Women’s caucus to look into bullying in the Dáil

Women’s caucus to look into bullying in the Dáil

Anne Rabbitte, Fiona O'Loughlin, Micheál Martin, and Lorraine Clifford-Lee pictured in 2018. File Picture: Conor McCabe Photography.

The incoming chair of the Women's Parliamentary Caucus says she was intimidated and bullied by a member of her own party in the last Dáil.

The cross-party women's forum wants Dáil and Seanad statements on all the recent Leinster House harassment allegations which have been exposed in recent months.

Fianna Fáil senator Fiona O'Loughlin has said the culture within Leinster House needs to change and said the caucus will be priorotising the completion of another survey of staff as part of its work.

A 2019 Oireachtas survey found that inappropriate behaviour, in particular bullying, does occur in the parliamentary workplace, with 15% of people who responded stating that they have experienced bullying.

A more recent survey carried out by the Irish Examiner revealed that at least 12 of the Dáil's 34 current serving female TDs have been sexually harassed at some point in their lives.

Speaking of her own experience, Ms O'Loughlin said: "It's easier probably to intimidate a woman, particularly if you know she's not going to play the victim, and I was never somebody who was going to play the victim.

As a woman you're still trying to prove yourself in a man's world, to a certain extent, and because you feel that you don't want to be seen as a complainer you don't want to be seen as a whinger.

She hopes the work of the women's caucus, including surveys of workplace harassment will "change the culture" both inside and outside Leinster House.

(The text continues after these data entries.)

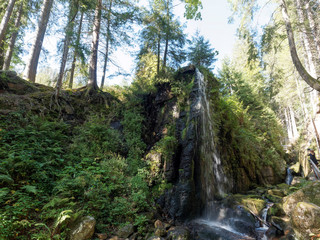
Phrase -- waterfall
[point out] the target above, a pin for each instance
(213, 179)
(289, 176)
(261, 231)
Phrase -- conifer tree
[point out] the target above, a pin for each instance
(200, 52)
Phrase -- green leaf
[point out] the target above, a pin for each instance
(30, 189)
(6, 179)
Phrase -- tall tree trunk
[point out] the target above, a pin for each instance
(293, 124)
(13, 39)
(158, 54)
(311, 38)
(312, 82)
(92, 82)
(5, 19)
(288, 124)
(167, 38)
(107, 46)
(32, 65)
(73, 66)
(314, 28)
(73, 11)
(305, 38)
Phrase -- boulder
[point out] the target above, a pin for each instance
(310, 193)
(178, 233)
(160, 230)
(84, 229)
(306, 219)
(125, 231)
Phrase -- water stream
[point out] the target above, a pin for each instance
(213, 180)
(218, 222)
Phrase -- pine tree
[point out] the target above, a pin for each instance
(200, 52)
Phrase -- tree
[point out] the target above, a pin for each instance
(163, 35)
(311, 81)
(247, 9)
(92, 81)
(200, 52)
(73, 11)
(13, 38)
(76, 51)
(108, 35)
(32, 64)
(5, 19)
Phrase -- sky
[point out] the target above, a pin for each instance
(213, 26)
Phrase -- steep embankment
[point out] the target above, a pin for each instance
(77, 156)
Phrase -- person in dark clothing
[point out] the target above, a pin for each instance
(312, 156)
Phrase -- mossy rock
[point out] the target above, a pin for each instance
(251, 202)
(277, 192)
(305, 218)
(273, 198)
(310, 193)
(277, 210)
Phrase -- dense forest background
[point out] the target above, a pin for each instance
(60, 162)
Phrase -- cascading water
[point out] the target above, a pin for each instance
(213, 180)
(261, 230)
(218, 222)
(289, 176)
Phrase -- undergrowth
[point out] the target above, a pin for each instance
(52, 171)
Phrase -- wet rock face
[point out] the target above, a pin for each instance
(306, 218)
(310, 194)
(84, 229)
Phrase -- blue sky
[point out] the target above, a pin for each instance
(213, 26)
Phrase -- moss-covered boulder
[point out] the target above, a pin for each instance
(178, 233)
(310, 194)
(251, 202)
(305, 219)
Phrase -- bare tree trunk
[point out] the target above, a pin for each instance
(92, 82)
(107, 46)
(312, 82)
(311, 38)
(5, 19)
(158, 53)
(316, 134)
(314, 28)
(306, 40)
(32, 65)
(73, 66)
(288, 124)
(69, 28)
(293, 124)
(167, 38)
(13, 39)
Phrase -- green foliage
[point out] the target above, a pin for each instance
(247, 124)
(200, 52)
(49, 169)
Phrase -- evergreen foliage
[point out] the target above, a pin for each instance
(200, 52)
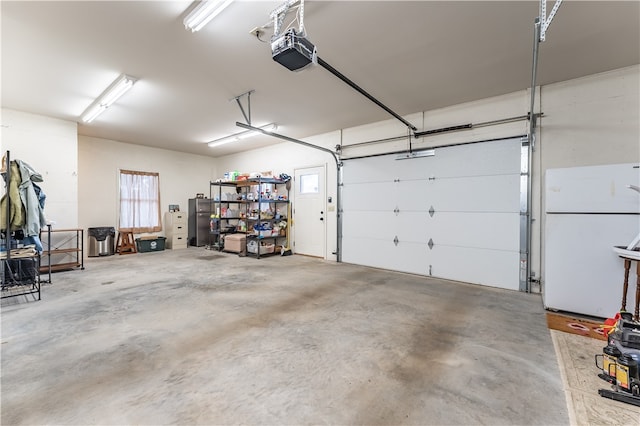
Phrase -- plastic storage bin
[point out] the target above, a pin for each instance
(101, 241)
(146, 244)
(234, 242)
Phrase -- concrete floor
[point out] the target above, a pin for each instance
(199, 337)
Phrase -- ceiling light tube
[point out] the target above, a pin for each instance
(204, 12)
(118, 88)
(242, 135)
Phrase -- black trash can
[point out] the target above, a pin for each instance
(101, 241)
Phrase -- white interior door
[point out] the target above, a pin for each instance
(454, 215)
(309, 212)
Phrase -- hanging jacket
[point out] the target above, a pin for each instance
(17, 212)
(35, 219)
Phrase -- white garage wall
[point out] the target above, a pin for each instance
(590, 121)
(50, 146)
(182, 176)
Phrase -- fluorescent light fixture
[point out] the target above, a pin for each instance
(242, 135)
(118, 88)
(204, 12)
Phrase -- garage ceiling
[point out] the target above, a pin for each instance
(413, 56)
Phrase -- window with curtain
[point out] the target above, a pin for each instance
(140, 201)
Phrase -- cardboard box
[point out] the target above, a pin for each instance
(146, 244)
(235, 243)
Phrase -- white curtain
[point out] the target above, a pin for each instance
(139, 201)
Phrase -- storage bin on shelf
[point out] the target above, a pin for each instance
(147, 244)
(234, 242)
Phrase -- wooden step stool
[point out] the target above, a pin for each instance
(125, 244)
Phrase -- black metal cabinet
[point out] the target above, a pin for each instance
(199, 221)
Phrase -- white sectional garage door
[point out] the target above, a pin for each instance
(453, 215)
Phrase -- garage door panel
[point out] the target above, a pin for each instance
(370, 170)
(465, 199)
(413, 226)
(477, 193)
(368, 251)
(368, 196)
(367, 224)
(489, 158)
(489, 230)
(411, 195)
(473, 265)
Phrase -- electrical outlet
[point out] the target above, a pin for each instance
(257, 31)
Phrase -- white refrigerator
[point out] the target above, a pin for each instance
(588, 211)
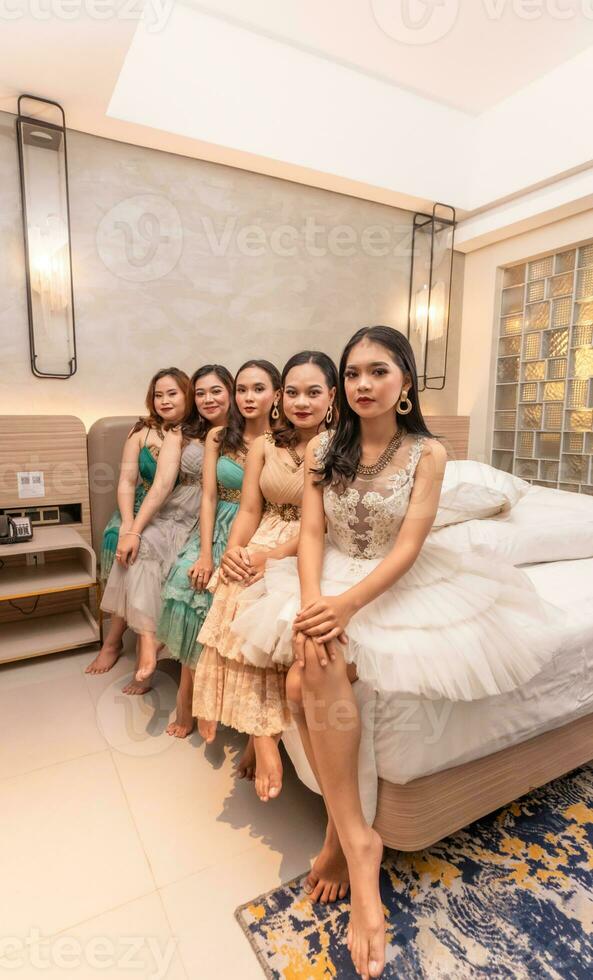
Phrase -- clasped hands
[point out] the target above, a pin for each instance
(128, 545)
(243, 565)
(321, 622)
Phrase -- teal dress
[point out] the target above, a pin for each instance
(184, 609)
(147, 469)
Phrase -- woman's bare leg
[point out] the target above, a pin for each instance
(147, 652)
(328, 879)
(184, 723)
(111, 650)
(268, 767)
(246, 765)
(134, 686)
(334, 729)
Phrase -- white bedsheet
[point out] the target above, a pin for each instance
(415, 737)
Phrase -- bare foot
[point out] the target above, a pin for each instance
(245, 768)
(366, 932)
(146, 662)
(184, 723)
(268, 768)
(135, 688)
(108, 656)
(328, 879)
(207, 730)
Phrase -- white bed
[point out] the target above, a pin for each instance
(415, 738)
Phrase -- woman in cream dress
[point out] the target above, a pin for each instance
(266, 527)
(372, 601)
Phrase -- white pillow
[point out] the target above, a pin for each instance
(545, 525)
(468, 501)
(459, 471)
(474, 491)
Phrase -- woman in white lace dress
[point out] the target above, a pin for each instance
(377, 603)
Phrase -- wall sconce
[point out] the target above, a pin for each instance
(43, 169)
(430, 294)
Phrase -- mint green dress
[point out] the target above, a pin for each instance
(147, 469)
(184, 609)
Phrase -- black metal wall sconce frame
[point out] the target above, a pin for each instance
(51, 137)
(431, 224)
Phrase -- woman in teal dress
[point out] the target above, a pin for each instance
(186, 600)
(169, 401)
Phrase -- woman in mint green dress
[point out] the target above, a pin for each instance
(186, 600)
(168, 401)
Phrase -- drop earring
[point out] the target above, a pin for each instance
(404, 405)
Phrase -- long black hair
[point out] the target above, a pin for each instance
(197, 427)
(344, 451)
(231, 437)
(286, 434)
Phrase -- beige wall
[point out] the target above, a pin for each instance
(482, 282)
(166, 272)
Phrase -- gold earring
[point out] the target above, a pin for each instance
(401, 408)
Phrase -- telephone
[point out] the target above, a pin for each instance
(14, 529)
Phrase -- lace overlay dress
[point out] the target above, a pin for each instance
(455, 626)
(135, 592)
(227, 689)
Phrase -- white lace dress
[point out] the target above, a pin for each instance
(455, 625)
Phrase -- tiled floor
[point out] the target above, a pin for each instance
(125, 852)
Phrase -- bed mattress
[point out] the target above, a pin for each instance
(415, 737)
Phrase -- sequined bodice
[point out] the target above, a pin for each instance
(363, 520)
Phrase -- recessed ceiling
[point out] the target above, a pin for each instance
(469, 54)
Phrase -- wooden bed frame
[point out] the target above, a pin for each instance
(411, 816)
(414, 815)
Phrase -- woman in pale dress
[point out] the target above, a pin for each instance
(169, 402)
(266, 527)
(375, 602)
(164, 523)
(186, 599)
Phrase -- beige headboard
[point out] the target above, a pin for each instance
(105, 442)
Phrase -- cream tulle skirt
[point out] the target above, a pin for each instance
(455, 626)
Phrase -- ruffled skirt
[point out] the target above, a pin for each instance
(226, 688)
(455, 626)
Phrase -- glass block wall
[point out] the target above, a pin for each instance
(543, 419)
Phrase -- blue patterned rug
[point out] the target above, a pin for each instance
(511, 896)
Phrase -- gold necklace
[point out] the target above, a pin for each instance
(297, 460)
(371, 469)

Ms O'Loughlin said there had been statements about a number of other issues, including the golf-gate controversy which happened outside of Leinster House, however, bullying and harassment which has been reported within the confines of the campus has yet to be discussed in the Chamber.

"One of the things that we agreed as a women's caucus, and it's something I will be taking forward now as chair is that we will have statements in the Seanad and Dáil about that, because it can't be ignored."

She said a Dáil discussion might make "people think about their own behaviour" adding that some of the details both reported in the media and through the survey have been "shocking"

Dignity and respect in the workplace is just so hugely important and the fact that it's mainly women that have been impacted, now I have to acknowledge that in cases that we have heard it's women who have inflicted bullying as well. So, we know we have to own that and acknowledge that completely.

Ms O'Loughlin said she had been targeted during her time as a TD in the last Dáil by a party colleague who was "quite bullying and and very, very dismissive".

She said this included being told the wrong time for meetings or not being invited to events that were happening. She said the politician often ignored her and left her name out when acknowledging the work that had been carried out on projects that she was centrally involved in.

Ms O'Loughlin said she had considered making a formal complaint about the behaviour but decided against it, which she says she somewhat regrets.

"I put up with that for four years. To me it was pretty awful, it dents your confidence. I think it was because I was a woman," she said, adding that she had discussed it with male colleagues who had not received the same treatment.